Francois and the Atlas Mountains – Piano Ombre
"Piano Ombre"
Listening to Francois and the Atlas Mountains’ new Piano Ombre fills me with dread – especially about halfway through the album. Not because the album is an unrelenting downer or replete with morbid preoccupation, but because I cannot cope with how quickly it all seems to come and go. The album, that is.
Let’s start at the last song, “Bien Sur” which closes the album on the highest note possible. Pianos, violins, and coursing synthesizer glitches calmly cresendo like a sunrise, Francois’s voice a sustained sigh, and the song is lifted like a ball of sonic warmth until it reaches a state of blinding pan-sensation. It is such a high note, and yet when it’s gone it’s gone. All that’s left is a desire for more: more time with this album, another album, more of this moment within this song.
It gets to be such that the aforementioned dread felt halfway through the album, on the equally wrenching “La Vie Dur,” is sort of its own mid-life crisis. It’s that end coda in particular–after some foreplay from an emotionally-candid-sounding Francois and a playfully-childlike rhythm concoction – which grips tightly and instills a deep, unshakeable obsession with the sweetness of all that melodic decadence. With each new listen, it starts to resemble that memory-feeling of the first time you drank Coca-Cola as a kid.
It has to be with the lack of inhibition and straightforwardness of a child that Francois and the Atlas Mountains music is described, as is how it seems to be produced. On their third album, yes, disco and synthesizers do appear (lead single “La Verite” is the record’s most accessible and danceable track, though it does exist as a sort of party-of-one), but they don’t replace the band’s knack for a well-conceived, organically-derived, and profoundly beautiful melody, and Francois’ ability to sound so utterly human—his most obvious strong suit.
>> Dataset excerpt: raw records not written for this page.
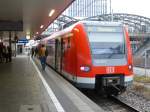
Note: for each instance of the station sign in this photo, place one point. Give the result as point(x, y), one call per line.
point(11, 25)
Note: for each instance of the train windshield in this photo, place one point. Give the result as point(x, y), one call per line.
point(107, 42)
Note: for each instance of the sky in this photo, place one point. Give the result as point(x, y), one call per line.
point(138, 7)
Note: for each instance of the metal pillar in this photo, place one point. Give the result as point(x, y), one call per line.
point(145, 62)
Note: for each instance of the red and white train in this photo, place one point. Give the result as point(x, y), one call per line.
point(92, 54)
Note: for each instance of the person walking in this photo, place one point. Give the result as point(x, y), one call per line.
point(42, 56)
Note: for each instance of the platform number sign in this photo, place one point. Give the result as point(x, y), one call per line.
point(110, 70)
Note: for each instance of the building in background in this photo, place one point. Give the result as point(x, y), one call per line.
point(87, 8)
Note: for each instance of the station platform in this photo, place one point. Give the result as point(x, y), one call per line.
point(25, 87)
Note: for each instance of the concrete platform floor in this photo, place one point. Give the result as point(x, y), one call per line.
point(19, 86)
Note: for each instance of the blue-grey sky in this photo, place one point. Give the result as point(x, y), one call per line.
point(139, 7)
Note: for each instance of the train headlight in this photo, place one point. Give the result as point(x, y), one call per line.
point(130, 67)
point(85, 68)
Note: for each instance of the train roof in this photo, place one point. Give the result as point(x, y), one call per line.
point(91, 23)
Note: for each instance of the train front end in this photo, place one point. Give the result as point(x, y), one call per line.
point(110, 50)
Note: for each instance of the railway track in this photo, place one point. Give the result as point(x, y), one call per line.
point(109, 104)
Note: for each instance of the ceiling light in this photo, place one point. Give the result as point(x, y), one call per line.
point(41, 26)
point(51, 12)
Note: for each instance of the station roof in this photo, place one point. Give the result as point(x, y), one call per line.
point(32, 13)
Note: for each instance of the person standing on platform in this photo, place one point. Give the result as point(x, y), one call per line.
point(42, 56)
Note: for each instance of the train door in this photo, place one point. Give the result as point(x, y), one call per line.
point(58, 55)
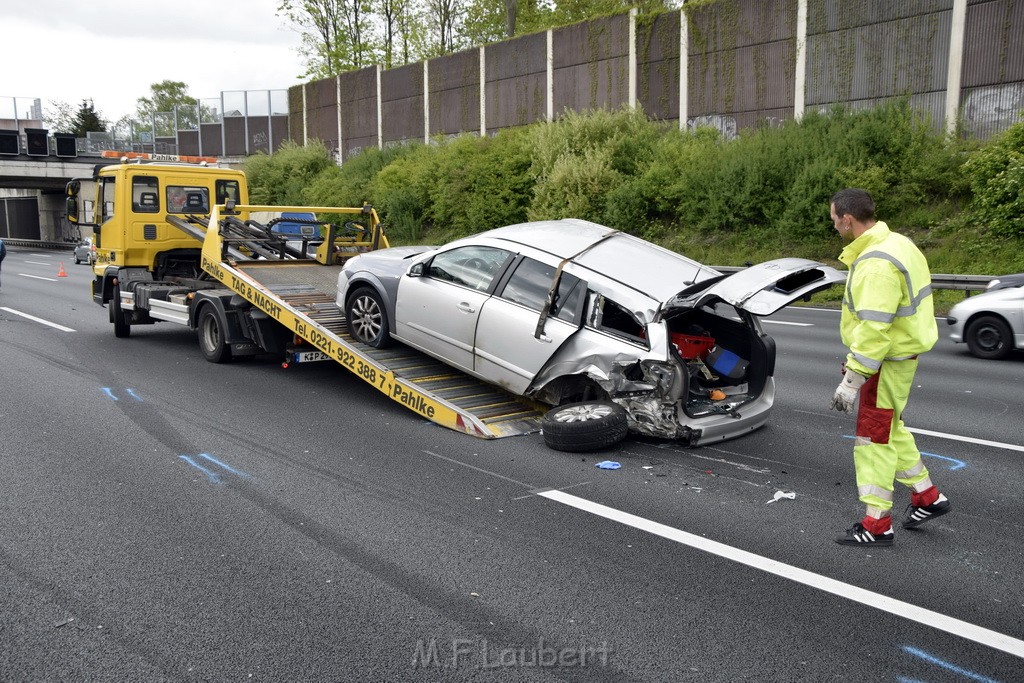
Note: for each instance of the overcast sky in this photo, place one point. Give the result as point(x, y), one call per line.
point(112, 51)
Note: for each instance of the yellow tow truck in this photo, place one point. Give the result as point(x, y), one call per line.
point(180, 244)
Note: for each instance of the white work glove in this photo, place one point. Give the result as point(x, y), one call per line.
point(846, 393)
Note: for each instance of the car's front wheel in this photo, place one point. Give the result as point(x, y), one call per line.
point(585, 426)
point(211, 337)
point(368, 318)
point(989, 337)
point(121, 327)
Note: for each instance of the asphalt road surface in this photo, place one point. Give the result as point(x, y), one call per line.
point(165, 518)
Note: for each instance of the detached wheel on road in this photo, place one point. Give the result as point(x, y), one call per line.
point(211, 337)
point(121, 327)
point(586, 426)
point(989, 337)
point(368, 318)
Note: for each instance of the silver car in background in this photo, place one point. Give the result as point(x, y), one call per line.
point(576, 314)
point(991, 324)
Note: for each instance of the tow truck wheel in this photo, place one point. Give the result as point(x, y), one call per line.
point(121, 327)
point(367, 318)
point(211, 337)
point(585, 426)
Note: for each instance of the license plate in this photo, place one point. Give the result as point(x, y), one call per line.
point(310, 356)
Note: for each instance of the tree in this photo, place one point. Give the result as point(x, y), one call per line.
point(336, 34)
point(165, 96)
point(444, 18)
point(58, 116)
point(87, 120)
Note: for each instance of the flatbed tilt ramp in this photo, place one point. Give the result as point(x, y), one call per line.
point(301, 295)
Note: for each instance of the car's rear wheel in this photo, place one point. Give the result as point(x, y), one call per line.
point(368, 318)
point(211, 337)
point(585, 426)
point(989, 337)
While some indie rock bands might ditch the pianos and acoustics to revel in the gimmicks of success, and how unexpected fame might somehow be Reflekted in their work as more of a distraction, Francois and the Atlas Mountains seem more keen on sharpening their spearheads and continuing to evoke genuine emotion with the tools they were given. Rather than diving headfirst into a world of electronica to stave off any perceived obsolescence, Francois and the gang lay out every utensil in their arsenal and tastefully arrange them into an impressionistic portrait of whatever slice of life each given song is trying to depict.
“Summer of the Heart” lays out a lyrical image as cool and serene as the melody provides for. Aquatic textures chirp and squeal; sonar blips, whale songs, and other ecosystems provided by keyboards and nuances of bass and percussion; guitars accounting for both the ocean and its contents; Francois sings, “Hours to dive/Muddy waters/Swimmers wonder/What’s beneath?/After swimming/Drinking slowly/Coco-water/ From a straw.” The fact that the song is one of the few in English appearing on the album matters not, as the sensual, French-accented delivery of the lyrics and technicolor melody provide enough context clues to paint a seascape like an extra storyboard from The Life Aquatic with Steve Zissou.
So sadly as too the warmer seasons must be bid adieu, Piano Ombre must as well. It’s not that the album is particularly any shorter than any other album – clocking in at around 40 minutes – it’s that it’s so tightly-packed with such consistently good content and is so musically pithy, that you just can’t ever really get enough out of it. And Francois and the Atlas Mountains are just so dutiful about their songcraft, and so refreshingly un-ostentatious, that they don’t milk their own lack of ideas for all they’re worth (and for how long). Instead, they introduce you to people and places you’ll never meet or see again, but who you want to know forever. These little introductions are worth your while.